Schlaganfall: Grazer arbeiten an automatischer Sprechanalyse
Sprechstörungen sind Warnsignale, die auf einen Schlaganfall hindeuten können. Drei Grazer Partneruniversitäten – Karl-Franzens-Universität, TU und Med Uni – arbeiten derzeit an der automatisierten Analyse von solchen Sprechstörungen bei Schlaganfall-Patienten. Geleitet wird das Projekt von DI Florian Pokorny, der am Institut für Physiologie der Med Uni Graz tätig ist.
„In einer milden Erscheinungsform kann sich eine Sprechstörung bei Patienten als Eindruck einer erhöhten Sprechanstrengung bzw. einer seltsamen Empfindung im Mund- und Gesichtsbereich äußern“, weiß Prof. PD Dr. Christian Enzinger, Grazer Universitätsklinik für Neurologie. „Solche Beeinträchtigungen sind klinisch oft kaum oder nur schwer objektivierbar.“ Die akustische Erkennung von Sprechstörungen soll in solchen Fällen künftig eine verlässlichere Diagnose des Schlaganfalls ermöglichen.
Die Idee zu diesem Projekt wurde 2015 in der Ideenwerkstatt Future Space von BioTechMed-Graz präsentiert – von DI Florian Pokorny, der auf Sprachsignalverarbeitung und Maschinelles Lernen spezialisiert ist, und von Neuropsychologin Prof. Dr. Daniela T. Pinter, beide von der Med Uni Wien.
Aus der geförderten Idee ging dann der interdisziplinäre Ansatz hervor, der gemeinsam mit dem Institut für Psychologie der Uni Graz und dem Institut für Signalverarbeitung und Sprachkommunikation der TU Graz umgesetzt wird.
In einem Pilotprojekt haben Pinter und Pokorny bereits kurze Sprachaufzeichnungen von Patienten mit Schlaganfall und gesunden Kontrollsprechern durchgeführt. Diese Aufzeichnungen wurden anschließend zur detaillierten Analyse in mehrere tausend akustische Schnipsel zerlegt. Dabei konnten zahlreiche Merkmale als objektive Hinweise für schlaganfall-bedingte Sprechauffälligkeiten identifiziert werden. Dieses Pilotprojekt war in das interdisziplinäre Forschungsnetzwerk „Brain, Ears & Eyes – Pattern Recognition Initiative“ (BEE-PRI) eingebettet, das sich die Früherkennung neurologischer Erkrankungen zum Ziel gesetzt hat.
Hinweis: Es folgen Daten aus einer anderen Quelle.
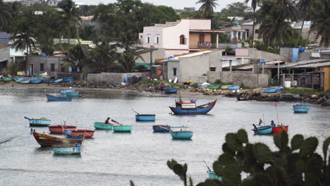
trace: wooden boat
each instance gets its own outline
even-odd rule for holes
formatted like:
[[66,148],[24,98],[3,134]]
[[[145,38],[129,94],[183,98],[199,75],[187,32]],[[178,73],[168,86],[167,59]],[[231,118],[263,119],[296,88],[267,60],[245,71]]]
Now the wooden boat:
[[288,126],[276,126],[276,127],[272,127],[271,130],[271,134],[281,134],[282,130],[286,130],[286,132],[288,132]]
[[80,154],[82,147],[80,144],[75,145],[59,145],[53,147],[53,151],[54,154],[59,155],[71,155],[71,154]]
[[103,122],[94,122],[94,127],[96,129],[111,130],[112,124],[106,124]]
[[240,88],[240,86],[234,86],[234,85],[228,85],[228,89],[230,90],[236,90]]
[[114,132],[130,132],[132,130],[132,125],[114,125],[112,130]]
[[152,129],[155,132],[170,132],[170,126],[169,125],[152,125]]
[[42,81],[39,79],[37,79],[37,78],[33,78],[33,79],[31,80],[31,83],[32,84],[39,84]]
[[75,129],[77,127],[75,125],[49,125],[48,126],[48,130],[51,133],[55,134],[63,134],[64,130],[71,130],[71,129]]
[[[71,131],[71,132],[70,132]],[[66,130],[64,132],[67,132],[65,134],[68,134],[68,136],[85,136],[85,138],[90,138],[93,137],[94,130],[85,130],[85,129],[69,129]]]
[[189,127],[185,127],[185,126],[171,126],[170,128],[170,130],[171,131],[183,131],[183,130],[189,130],[190,128]]
[[164,92],[166,94],[174,94],[178,92],[178,89],[176,87],[165,87]]
[[222,180],[222,177],[216,175],[214,171],[207,170],[207,173],[209,173],[209,180],[218,180],[219,181]]
[[35,140],[42,147],[53,147],[55,145],[70,145],[75,144],[82,144],[85,137],[83,136],[75,137],[59,137],[56,136],[42,134],[35,132],[31,129],[31,133],[33,134]]
[[262,126],[257,128],[257,129],[252,129],[253,132],[256,135],[270,135],[273,128],[271,125]]
[[135,120],[137,121],[154,121],[156,114],[136,114]]
[[45,118],[41,118],[39,119],[30,119],[27,117],[24,118],[29,120],[29,124],[30,127],[47,127],[51,124],[51,120]]
[[48,101],[71,101],[72,97],[59,97],[46,94]]
[[190,140],[192,137],[192,131],[183,130],[183,131],[171,131],[171,135],[173,139],[178,140]]
[[204,114],[211,111],[216,103],[216,99],[213,102],[196,106],[195,100],[176,100],[176,107],[169,108],[175,114]]
[[61,82],[62,81],[63,81],[63,79],[58,79],[58,80],[54,80],[54,82],[59,83],[59,82]]
[[207,86],[207,88],[210,89],[218,89],[220,85],[209,85]]

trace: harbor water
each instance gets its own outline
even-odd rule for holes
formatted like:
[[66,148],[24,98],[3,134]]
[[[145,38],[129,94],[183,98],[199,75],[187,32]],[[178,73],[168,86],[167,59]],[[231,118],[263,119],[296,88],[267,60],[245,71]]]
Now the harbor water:
[[[46,94],[59,89],[0,87],[0,185],[183,185],[166,166],[171,159],[188,166],[195,185],[207,178],[207,168],[221,153],[226,133],[246,130],[250,142],[263,142],[276,150],[271,136],[256,136],[251,130],[259,118],[267,125],[274,120],[288,125],[289,137],[302,134],[323,140],[330,135],[330,108],[312,105],[308,113],[294,113],[293,103],[237,101],[236,99],[204,97],[188,93],[183,98],[197,99],[197,104],[218,99],[206,115],[175,116],[169,106],[176,95],[128,92],[83,91],[72,102],[47,102]],[[156,114],[154,122],[136,122],[140,113]],[[276,112],[279,117],[276,116]],[[132,125],[130,133],[96,130],[84,141],[80,155],[54,155],[51,148],[41,147],[30,135],[28,120],[45,117],[51,125],[77,125],[94,129],[94,122],[109,116]],[[173,140],[169,133],[155,133],[152,125],[188,125],[194,132],[191,140]],[[47,128],[33,128],[49,133]]]

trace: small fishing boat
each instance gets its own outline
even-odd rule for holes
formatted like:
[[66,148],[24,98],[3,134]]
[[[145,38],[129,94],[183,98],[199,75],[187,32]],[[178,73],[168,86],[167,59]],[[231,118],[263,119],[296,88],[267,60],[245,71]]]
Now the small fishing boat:
[[220,85],[209,85],[207,86],[207,88],[210,89],[218,89]]
[[59,97],[46,94],[48,101],[71,101],[72,97]]
[[213,102],[196,106],[196,100],[176,100],[176,107],[169,108],[175,114],[205,114],[209,112],[216,103],[216,99]]
[[255,135],[270,135],[271,133],[272,130],[273,128],[271,125],[267,125],[259,127],[256,129],[254,128],[252,130],[253,130],[253,132],[255,132]]
[[114,125],[112,130],[114,132],[130,132],[132,130],[132,125]]
[[240,88],[240,86],[234,86],[234,85],[228,85],[228,89],[230,90],[236,90]]
[[190,130],[171,131],[171,135],[173,139],[190,140],[192,137],[192,131]]
[[83,136],[74,137],[59,137],[56,136],[42,134],[35,132],[35,130],[31,129],[30,134],[33,135],[37,142],[42,147],[53,147],[55,145],[70,145],[75,144],[82,144],[85,137]]
[[49,125],[48,130],[51,133],[63,134],[66,130],[75,130],[77,127],[75,125]]
[[169,132],[170,131],[170,126],[169,125],[152,125],[152,129],[155,132]]
[[164,92],[166,94],[174,94],[178,92],[178,89],[176,87],[165,87]]
[[112,124],[106,124],[103,122],[94,122],[94,127],[96,129],[111,130]]
[[185,126],[171,126],[170,128],[170,130],[171,131],[183,131],[183,130],[189,130],[190,128],[189,127],[185,127]]
[[75,145],[58,145],[53,147],[54,154],[59,155],[71,155],[80,154],[82,147],[80,144]]
[[272,127],[271,129],[271,134],[281,134],[282,130],[286,130],[286,132],[288,132],[288,126],[276,126],[276,127]]
[[135,120],[137,121],[154,121],[156,114],[136,114]]
[[30,127],[47,127],[51,124],[51,120],[45,118],[41,118],[39,119],[30,119],[27,117],[24,118],[29,120],[29,124]]
[[95,131],[92,130],[70,129],[70,130],[66,130],[64,131],[64,134],[68,135],[68,136],[69,137],[85,136],[85,138],[90,138],[90,137],[93,137],[94,132]]
[[58,79],[58,80],[54,80],[54,82],[59,83],[59,82],[61,82],[62,81],[63,81],[63,79]]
Nachkontrolle via Smartphone
Erste Experimente zur automatischen Unterscheidung von Patienten und KontrollsprecherInnen ergaben Erkennungsraten von bis zu 86,1 Prozent.
In einem nächsten Schritt soll das Sample um Patienten mit subjektiven Sprechstörungen erweitert werden. Dabei soll getestet werden, ob eine objektive Erkennung unmittelbar in der Notaufnahme oder sogar schon vorab via Telefon möglich ist.
Anschlussprojekte, die im Raum stehen, umfassen eine automatisierte, Smartphone-basierte Nachkontrolle von Schlaganfall-Patienten. Ein solcher Ansatz könnte in adaptierter Form auch zur Verlaufskontrolle bei neurodegenerativen Erkrankungen wie Alzheimer, Parkinson, oder Multipler Sklerose verwendet werden.